Throughout his career, he established the principles of the quantum mechanical theory of magnetism and the crystal field theory (chemical bonding in metal complexes). As a result, he is considered the Father of Modern Magnetism.
During World War II, he participated in the Manhattan Project and was a member of the scientific group that evaluated and created the atomic bomb’s design concepts.

In addition to his teaching obligations at Harvard, he contributed to the war effort by working on radar at the MIT Radiation Laboratory. His study in this area was crucial not only for the development of military and civilian radar systems but also for the creation of the new science of radioastronomy.

His Notable Works

William Hasbrouck During World War II, Van Vleck participated in the Manhattan Project, a research and development effort that created the first nuclear weapons.
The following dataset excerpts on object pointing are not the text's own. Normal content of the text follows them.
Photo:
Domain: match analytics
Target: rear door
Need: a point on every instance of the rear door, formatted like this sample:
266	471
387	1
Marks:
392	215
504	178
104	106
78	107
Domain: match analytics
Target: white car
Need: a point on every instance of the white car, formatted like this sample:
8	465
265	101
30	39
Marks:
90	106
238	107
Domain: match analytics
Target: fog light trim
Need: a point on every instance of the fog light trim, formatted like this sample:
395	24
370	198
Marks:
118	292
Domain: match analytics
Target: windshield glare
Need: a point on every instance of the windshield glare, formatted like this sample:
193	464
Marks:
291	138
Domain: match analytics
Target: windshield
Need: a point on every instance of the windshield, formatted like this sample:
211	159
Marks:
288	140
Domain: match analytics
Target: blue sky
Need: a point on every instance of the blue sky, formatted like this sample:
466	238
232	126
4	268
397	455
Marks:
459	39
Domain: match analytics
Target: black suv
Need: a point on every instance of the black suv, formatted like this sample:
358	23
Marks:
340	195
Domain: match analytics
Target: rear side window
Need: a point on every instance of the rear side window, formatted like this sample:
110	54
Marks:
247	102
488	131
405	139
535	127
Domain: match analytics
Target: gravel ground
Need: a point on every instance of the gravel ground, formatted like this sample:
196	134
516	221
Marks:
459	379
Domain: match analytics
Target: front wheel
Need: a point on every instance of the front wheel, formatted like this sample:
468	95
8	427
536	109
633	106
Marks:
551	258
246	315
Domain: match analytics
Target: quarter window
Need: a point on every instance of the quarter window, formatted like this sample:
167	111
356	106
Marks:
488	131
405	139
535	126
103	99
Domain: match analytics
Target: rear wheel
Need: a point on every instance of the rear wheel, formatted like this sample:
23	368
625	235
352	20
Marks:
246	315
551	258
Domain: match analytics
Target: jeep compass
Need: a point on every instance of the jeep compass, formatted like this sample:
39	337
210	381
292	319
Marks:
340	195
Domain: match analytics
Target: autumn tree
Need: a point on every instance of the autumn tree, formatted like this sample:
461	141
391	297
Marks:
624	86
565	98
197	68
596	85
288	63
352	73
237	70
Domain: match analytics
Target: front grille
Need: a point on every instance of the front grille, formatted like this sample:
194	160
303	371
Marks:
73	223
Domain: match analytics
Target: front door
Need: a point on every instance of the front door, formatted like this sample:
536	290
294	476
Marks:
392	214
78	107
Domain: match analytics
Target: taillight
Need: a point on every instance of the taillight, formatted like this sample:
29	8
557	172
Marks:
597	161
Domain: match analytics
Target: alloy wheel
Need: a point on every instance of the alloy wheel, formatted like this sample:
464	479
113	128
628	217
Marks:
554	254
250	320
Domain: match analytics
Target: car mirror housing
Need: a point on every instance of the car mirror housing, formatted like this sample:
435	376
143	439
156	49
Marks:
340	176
Van Vleck, along with other eminent theoretical physicists, investigated and established the fundamentals of atomic weapon design.

During World War II, he worked on radar and established that at around 1.25-centimeter wavelength, water molecules in the atmosphere would cause problematic absorption, and at 0.5-centimeter wavelength, oxygen molecules would have a similar effect.

Honors & Accomplishments

In 1965, he received the Irving Langmuir Award, and in 1966, the National Medal of Science, the Elliott Cresson Medal, and in 1974, the Lorentz Medal.
1977 Nobel Prize in Physics was awarded jointly to John Hasbrouck van Vleck, Philip Warren Anderson, and Sir Nevill Francis Mott “for their basic theoretical discoveries into the electrical structure of magnetic and disordered systems.”

Personal History and Legacy

In 1927, he married Abigail Pearson. They were both significant art collectors, notably of Japanese woodblock prints (principally Ukiyo-e). Their union lasted more than half a century.
On October 27, 1980, at the age of 81, he passed away.